Boeing shares dropped 5.8% today, to $287.76, below where they’d been on that infamous December 24, 2018, and back to where they’d been on December 12, 2017. My only question to the market today is this: What took so long?

Boeing’s self-inflicted problems have been dissected to the nth degree – including how it blew, wasted, and incinerated $43 billion in cash on share buybacks in six years to inflate its share price via financial engineering instead of developing a new plane via aircraft engineering, and how it is now bleeding cash and loading tens of billions of dollars in new debt on its hollowed-out balance sheet just to survive its crisis caused by its own decisions, financial engineering, and failures (stock data via YCharts):

It’s beyond me how these shares could have skyrocketed to $240 by March 2019, just a few months after the first 737 MAX crashed under a cloud of suspicions, and on the eve of the second crash. But they did on the promise of endless financial engineering that Wall Street gorges on. Turns out, Wall Street despises actual engineering. And Boeing’s shares are still down only 20% from that ridiculous spike in March 2019.

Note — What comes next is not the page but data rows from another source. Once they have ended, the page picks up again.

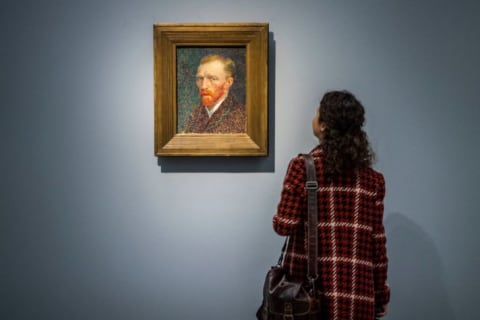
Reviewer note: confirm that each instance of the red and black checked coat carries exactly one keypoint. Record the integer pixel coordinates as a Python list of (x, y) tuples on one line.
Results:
[(230, 117), (352, 255)]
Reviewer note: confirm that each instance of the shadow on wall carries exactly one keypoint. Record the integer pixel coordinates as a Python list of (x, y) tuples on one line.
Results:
[(235, 164), (415, 272)]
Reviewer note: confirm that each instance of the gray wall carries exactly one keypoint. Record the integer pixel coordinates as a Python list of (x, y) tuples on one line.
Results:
[(93, 226)]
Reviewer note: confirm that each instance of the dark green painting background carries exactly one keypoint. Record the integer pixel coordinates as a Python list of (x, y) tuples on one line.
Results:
[(187, 63)]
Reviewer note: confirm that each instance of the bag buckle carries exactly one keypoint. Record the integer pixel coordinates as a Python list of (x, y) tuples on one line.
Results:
[(288, 312), (311, 185)]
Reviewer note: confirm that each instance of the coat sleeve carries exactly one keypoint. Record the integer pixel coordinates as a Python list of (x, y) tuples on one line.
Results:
[(380, 260), (289, 216)]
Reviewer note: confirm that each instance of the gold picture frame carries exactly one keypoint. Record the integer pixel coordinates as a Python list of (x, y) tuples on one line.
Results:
[(249, 39)]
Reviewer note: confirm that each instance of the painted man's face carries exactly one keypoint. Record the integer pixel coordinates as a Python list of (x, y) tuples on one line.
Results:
[(213, 82)]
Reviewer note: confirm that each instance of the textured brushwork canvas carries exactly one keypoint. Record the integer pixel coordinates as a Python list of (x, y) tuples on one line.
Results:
[(211, 89), (188, 59)]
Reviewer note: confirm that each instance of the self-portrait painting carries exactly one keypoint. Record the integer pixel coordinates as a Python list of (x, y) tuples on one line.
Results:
[(211, 89)]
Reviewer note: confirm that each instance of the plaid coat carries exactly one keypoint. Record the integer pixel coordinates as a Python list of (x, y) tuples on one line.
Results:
[(229, 118), (352, 255)]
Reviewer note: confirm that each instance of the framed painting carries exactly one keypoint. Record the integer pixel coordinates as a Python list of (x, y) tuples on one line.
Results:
[(211, 89)]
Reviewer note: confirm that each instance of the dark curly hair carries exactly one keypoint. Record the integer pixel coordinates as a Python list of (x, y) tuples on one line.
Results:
[(345, 143)]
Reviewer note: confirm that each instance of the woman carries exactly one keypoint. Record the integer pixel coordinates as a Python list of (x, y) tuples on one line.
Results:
[(352, 255)]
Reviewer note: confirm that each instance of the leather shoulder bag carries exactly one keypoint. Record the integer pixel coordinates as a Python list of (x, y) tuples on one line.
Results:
[(287, 300)]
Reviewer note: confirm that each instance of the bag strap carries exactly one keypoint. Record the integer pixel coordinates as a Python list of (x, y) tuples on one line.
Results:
[(311, 186)]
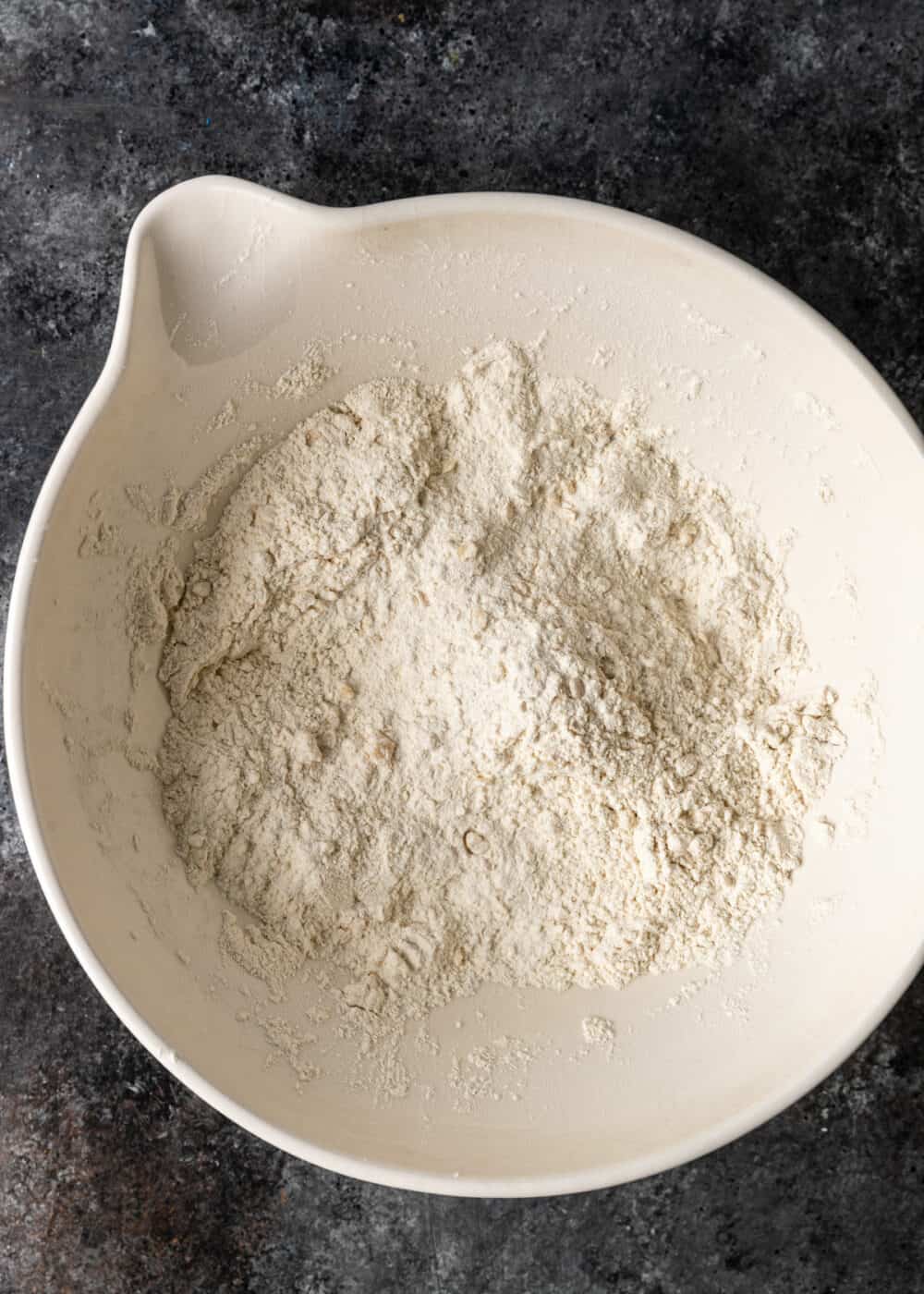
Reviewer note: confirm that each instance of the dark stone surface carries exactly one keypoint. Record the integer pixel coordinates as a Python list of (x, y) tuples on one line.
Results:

The airlines – they were already operating in a rough environment  before any of this happened – were among the victims of Boeing’s shenanigans and financial engineering, getting slammed every step along the way because their 737 MAX planes were grounded, and because they couldn’t take delivery of their new planes, and because they didn’t have enough planes during peak travel season and had to cancel flights.

On top of that, starting in late January, the airlines got slammed by the travel restrictions put in place to slow the spread of the coronavirus, and by people cancelling travel plans to avoid catching the coronavirus.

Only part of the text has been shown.